Un excès qui ne convaincra pas la majorité des spectateurs : le malaise pourrait être de mise à la rencontre de cette version encore plus bdsm de l'univers graphique de Mad Max 2, et bien plus violente dans son intro que la séquence de confinement mitraillé de Resident Evil 2. Notons toutefois qu'il évite avec un grand discernement la vulgarité affichée par de nombreux films du même registre en guise de provocation et de révision des oeuvres originelles : trop précis dans sa vision du film de genre pour s'y résoudre, Marshall sait différencier la simplicité tentatrice de la grossièreté et la complexité de construire un monde d'ultraviolence et d'injustice.
Tout aussi vrai qu'il est plus complexe de construire des enjeux que de réaliser un film régressif et bourrin, il parvient à faire les deux; avec une finesse certes relative, mais l'intention, louable et ambitieuse dans sa présentation (pas dans sa mise au point), laissait présager d'une fan-fiction admirable des oeuvres qui le firent rêver plus jeune et qui construisirent les influences et la personnalité du metteur en scène.
Tirant le meilleur de ses inspirations, Doomsday se réceptionne en surprise désarçonnante : celui qu'on prévoyait à tord comme une repompe malhonnête et z de tout un tas de classiques intouchables forme sa sève autour des éléments scénaristiques qui les rendirent cultes, se faisant avec un regard aimant, passionné, de petit frère prenant exemple des grands, de ceux qu'il admire sans vouloir les surpasser.
On lui pardonne, aux vues de la générosité de l'offre, ses écarts de dialogues de séries b; ils participent, d'un autre côté, à le rendre aussi sympathique que les films produits pour les vidéos clubs, loin d'être irréprochables mais que l'excès sans retenue rendait adorables : on a, devant Doomsday, le même regard bienveillant et diverti que devant Judge Dredd, Cliffhanger, Double Détente, une vision détendue offerte par des films à la seule prétention de divertir dans l'instant.
Brut et brutal, Doomsday l'est sans hésiter : surtout lorsqu'il nous présente ses clichés de personnages, ses caricatures de méchants mêlant différentes icônes des antagonistes de films de genre (le chef de la bande a des airs de Mad Max 2 et de Ghosts of Mars). Comment lui en vouloir de ne pas faire dans la dentelle quand il démontre son amour pour une période et un genre cinématographiques connus pour leur manque de finesse et de retenue?
En jetant un oeil à son montage, par exemple.
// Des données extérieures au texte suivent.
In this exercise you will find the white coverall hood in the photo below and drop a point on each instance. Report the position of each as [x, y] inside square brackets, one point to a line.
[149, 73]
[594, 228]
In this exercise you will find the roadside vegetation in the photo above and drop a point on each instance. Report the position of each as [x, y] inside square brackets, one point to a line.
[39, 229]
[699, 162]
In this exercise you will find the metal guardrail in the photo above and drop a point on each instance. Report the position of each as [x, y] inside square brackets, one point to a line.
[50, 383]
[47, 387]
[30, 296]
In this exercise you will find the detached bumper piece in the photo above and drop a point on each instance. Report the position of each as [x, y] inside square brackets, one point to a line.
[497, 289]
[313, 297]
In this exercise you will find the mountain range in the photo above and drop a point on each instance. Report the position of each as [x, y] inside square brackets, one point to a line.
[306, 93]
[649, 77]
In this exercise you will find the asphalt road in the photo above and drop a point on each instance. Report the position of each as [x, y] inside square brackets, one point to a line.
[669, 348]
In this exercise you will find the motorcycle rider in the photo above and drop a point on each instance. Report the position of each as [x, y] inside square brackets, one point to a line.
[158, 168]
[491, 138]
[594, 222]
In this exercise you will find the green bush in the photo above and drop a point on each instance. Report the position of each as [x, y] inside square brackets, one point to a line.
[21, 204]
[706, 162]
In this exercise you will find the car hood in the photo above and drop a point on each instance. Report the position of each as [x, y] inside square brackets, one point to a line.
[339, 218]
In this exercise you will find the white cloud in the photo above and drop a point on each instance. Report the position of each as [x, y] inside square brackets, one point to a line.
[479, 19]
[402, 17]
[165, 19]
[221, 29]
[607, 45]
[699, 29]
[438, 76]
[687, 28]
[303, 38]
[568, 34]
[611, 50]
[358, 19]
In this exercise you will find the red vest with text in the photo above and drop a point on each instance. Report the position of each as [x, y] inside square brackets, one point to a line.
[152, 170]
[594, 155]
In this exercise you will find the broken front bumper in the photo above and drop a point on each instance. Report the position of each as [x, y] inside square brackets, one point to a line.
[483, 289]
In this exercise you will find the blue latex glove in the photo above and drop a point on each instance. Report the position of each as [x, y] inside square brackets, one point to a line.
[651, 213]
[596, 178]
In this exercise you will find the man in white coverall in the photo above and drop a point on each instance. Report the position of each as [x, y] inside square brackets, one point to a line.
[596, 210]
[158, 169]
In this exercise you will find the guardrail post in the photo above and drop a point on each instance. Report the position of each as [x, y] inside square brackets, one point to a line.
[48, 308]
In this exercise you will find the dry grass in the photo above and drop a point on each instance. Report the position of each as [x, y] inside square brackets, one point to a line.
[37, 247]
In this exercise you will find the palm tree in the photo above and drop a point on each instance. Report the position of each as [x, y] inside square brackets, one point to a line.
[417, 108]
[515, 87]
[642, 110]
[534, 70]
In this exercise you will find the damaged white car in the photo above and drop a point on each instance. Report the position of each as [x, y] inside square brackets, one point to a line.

Erreur impardonnable : insupportable, obsolète de plusieurs années (l'esthétique MTV s'était heureusement éteinte quelques années plus tôt), il coupe chaque plan de plus de deux secondes, empêtrant le résultat final dans une mélasse dégoulinante de flashs et d'hystérie rédhibitoires. Résultant de cela, les combats deviennent illisibles et les courses-poursuite, dont l'efficacité en terme de publicité de voitures n'est plus à prouver, virent au registre du clip sans prévenir.
C'est donc dans un déluge de plans de moins d'une seconde et de numérique douteux que le film balance la fin de son carnage, avec un jusqu'au-boutisme égal à lui-même, poussant les têtes à travers les flammes et changeant l'ordre de la chaîne alimentaire : ses quinze dernières minutes, tout aussi mauvaises soient-elles, imageront un spectacle régressif qu'on ne pensait plus pouvoir voir depuis la chute du cinéma de genre des années 90, et que Neil Marshall nous tend avec une générosité folle, un sens de la démesure affolant et le jeu outrancier mais dans le ton de son casting complètement décalé.
Ce voyage dans le temps imaginatif est un bijou de bis et de références digérées, réadaptées, appropriées. La véritable malédiction concerne les spectateurs non férus de cinéma de genre.
Le dernier plan préparant une franchise, il reste une affreuse question : et si Resident Evil s'était écroulé plus tôt que prévu, et qu'il avait plus rapporté au box-office, Doomsday aurait-il pu donner une franchise du même niveau que ce one-shot forcé?